# 50 gallon build questions?



## stephieboo (Aug 1, 2013)

:fish-in-bowl:

Alright gang, I scored a really nice deal a few days ago!

I got a tall 55 gallon tank, with the stand,
lights, filter, heater, bubbler, gravel, deco, plants, etc etc..
all for $125!

The problem is, the only thing I've ever had in my life was a goldfish in a fishbowl.. and maybe a betta fish here and there that seemed to live forever.

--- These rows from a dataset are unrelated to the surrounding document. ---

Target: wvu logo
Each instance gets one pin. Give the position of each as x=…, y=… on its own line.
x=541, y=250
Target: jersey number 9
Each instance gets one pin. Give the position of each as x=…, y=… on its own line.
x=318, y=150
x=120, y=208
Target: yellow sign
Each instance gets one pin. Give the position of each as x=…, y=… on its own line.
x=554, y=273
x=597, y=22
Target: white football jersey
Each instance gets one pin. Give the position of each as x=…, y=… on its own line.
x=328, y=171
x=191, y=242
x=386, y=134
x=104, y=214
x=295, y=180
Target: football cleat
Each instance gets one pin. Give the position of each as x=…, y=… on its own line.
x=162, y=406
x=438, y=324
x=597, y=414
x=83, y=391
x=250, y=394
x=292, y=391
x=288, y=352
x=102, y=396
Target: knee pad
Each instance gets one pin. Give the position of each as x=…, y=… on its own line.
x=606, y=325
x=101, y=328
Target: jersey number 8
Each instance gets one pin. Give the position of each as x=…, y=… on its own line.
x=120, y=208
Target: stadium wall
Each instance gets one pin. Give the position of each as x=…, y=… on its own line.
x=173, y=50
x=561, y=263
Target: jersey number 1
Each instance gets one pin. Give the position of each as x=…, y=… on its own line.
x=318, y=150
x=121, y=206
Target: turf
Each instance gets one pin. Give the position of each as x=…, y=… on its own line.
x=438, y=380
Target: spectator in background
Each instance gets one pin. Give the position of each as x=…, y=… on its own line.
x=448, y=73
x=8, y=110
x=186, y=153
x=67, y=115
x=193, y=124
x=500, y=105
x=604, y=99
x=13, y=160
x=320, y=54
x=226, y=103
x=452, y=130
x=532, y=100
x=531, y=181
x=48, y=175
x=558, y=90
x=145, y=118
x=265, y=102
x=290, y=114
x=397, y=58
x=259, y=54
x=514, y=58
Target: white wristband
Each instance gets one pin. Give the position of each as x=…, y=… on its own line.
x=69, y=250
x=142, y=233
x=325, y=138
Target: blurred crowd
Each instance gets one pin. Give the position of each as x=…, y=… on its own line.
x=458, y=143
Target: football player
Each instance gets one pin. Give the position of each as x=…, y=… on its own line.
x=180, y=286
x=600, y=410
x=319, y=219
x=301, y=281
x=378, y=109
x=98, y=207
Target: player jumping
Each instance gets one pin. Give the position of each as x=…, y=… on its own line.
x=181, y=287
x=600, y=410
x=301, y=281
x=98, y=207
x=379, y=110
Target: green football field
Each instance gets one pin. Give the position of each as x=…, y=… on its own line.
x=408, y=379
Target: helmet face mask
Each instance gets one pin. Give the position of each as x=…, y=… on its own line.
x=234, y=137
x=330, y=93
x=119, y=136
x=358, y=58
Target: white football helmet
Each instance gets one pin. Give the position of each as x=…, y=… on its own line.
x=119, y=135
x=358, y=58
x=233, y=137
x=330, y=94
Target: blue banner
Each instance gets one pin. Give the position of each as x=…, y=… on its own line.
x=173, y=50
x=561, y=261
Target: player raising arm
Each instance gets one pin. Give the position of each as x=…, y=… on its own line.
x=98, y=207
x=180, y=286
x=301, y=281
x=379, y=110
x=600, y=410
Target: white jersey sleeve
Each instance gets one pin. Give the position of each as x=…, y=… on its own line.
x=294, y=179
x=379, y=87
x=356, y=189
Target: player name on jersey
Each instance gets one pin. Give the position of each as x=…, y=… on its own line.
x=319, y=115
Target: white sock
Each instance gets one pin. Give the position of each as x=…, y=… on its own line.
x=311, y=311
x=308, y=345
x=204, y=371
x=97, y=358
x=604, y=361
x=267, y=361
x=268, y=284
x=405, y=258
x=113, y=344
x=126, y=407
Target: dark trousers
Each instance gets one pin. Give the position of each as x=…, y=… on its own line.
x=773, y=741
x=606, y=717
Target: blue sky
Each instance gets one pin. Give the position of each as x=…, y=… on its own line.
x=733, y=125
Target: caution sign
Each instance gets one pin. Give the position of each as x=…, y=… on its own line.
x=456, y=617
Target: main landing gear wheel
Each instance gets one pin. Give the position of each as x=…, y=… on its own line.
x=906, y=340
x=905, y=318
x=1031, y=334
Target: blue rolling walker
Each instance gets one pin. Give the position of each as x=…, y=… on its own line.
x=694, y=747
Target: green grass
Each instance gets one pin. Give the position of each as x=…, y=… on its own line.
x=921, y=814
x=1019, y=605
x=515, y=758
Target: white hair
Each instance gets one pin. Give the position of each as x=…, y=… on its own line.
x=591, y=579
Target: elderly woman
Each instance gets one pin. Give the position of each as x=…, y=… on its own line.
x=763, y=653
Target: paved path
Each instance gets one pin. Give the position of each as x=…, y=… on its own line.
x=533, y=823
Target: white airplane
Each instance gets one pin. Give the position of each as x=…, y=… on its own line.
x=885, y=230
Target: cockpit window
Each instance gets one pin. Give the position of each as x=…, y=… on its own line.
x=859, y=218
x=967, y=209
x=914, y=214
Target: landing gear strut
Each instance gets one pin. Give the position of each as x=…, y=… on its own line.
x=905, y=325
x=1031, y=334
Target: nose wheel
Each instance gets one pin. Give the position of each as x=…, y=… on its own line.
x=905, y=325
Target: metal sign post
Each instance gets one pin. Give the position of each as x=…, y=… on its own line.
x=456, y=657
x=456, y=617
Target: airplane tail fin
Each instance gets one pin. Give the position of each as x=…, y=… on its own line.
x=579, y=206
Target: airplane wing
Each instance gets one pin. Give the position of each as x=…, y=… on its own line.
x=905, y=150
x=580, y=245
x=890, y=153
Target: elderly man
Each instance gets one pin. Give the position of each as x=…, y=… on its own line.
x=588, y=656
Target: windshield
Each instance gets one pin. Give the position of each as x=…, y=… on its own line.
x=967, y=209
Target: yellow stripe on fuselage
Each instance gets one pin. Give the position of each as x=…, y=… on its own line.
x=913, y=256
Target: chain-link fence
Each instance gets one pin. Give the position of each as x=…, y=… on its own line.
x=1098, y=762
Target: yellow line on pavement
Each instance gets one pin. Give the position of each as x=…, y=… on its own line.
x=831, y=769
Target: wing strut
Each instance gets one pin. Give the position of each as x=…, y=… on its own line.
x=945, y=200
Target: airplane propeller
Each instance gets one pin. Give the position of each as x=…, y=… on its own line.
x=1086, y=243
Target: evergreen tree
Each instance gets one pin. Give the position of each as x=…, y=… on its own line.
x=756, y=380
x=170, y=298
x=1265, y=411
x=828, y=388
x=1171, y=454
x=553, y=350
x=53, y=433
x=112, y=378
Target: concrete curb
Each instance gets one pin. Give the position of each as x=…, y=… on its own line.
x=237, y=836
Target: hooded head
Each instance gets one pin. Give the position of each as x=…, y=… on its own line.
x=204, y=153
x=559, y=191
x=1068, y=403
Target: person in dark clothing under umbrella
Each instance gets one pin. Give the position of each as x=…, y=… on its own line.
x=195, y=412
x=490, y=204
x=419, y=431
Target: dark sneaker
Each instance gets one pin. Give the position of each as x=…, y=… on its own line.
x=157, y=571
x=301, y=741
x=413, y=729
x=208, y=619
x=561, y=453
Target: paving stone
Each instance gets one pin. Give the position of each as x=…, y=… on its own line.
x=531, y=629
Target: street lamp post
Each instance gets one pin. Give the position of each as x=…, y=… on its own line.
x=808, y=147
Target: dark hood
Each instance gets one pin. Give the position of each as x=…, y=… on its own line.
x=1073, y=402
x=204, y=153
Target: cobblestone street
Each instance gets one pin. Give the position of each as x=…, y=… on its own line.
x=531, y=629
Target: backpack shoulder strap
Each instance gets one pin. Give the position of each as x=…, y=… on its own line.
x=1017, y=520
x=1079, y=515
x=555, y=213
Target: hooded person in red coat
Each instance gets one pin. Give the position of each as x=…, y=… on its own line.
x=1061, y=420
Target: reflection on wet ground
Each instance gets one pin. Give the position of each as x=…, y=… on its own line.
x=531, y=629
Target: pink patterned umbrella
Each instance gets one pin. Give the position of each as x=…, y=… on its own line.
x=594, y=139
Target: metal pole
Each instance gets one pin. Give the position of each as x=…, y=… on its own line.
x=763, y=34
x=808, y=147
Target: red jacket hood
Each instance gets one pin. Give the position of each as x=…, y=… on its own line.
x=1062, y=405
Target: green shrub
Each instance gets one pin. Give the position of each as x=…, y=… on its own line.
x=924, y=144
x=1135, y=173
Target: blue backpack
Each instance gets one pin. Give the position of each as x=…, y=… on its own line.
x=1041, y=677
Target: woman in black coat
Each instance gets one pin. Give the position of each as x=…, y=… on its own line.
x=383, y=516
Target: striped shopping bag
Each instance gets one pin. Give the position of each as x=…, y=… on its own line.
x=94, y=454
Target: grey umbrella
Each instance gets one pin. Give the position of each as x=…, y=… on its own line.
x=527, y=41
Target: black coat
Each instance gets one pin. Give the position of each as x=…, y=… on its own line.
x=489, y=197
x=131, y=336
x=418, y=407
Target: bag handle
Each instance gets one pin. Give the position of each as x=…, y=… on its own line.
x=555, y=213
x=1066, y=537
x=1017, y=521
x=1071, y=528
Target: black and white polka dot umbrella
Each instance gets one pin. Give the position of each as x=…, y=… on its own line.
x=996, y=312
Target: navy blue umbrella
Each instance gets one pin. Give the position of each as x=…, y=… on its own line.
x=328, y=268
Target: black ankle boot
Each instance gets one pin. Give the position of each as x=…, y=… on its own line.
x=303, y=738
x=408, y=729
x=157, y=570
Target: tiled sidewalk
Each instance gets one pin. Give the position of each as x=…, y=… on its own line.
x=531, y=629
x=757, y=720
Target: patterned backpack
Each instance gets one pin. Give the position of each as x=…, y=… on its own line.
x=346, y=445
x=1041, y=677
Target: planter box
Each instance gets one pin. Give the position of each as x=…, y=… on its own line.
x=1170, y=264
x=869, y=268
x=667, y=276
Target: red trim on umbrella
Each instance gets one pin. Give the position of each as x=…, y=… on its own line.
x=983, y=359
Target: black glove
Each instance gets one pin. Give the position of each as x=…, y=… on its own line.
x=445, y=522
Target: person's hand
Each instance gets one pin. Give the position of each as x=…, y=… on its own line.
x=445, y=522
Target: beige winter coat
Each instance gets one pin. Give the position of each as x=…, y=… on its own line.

I was curious about a good community of fish to go with, if anyone could give me some good suggestions? I want the fish to be fairly hearty, because this is my first tank and I'm scared to death I'll do something wrong. I've been doing lots of research but I think feedback from an actual person will help me tremendously.

Thanks!​


----------



## Jim Albright (Jan 22, 2013)

danios, Gouramis, Swordtails, Red Cherry Shrimp, freshwater plants (if you want) but would need pretty good lighting


----------



## coralbandit (Jul 29, 2012)

Most tetras,bushynose plecos,any livebearer and a pair of pearl gouramis to center the tank as largest would look and be wonderful!
What is the water like where you are?
Really makes very little difference if you acclimate them properly(drip them{check into drip acclimation sticky}),but just wondering what you have to work with water wise?
Propery cycled and mantained you could keep most "common" fish without problems.


----------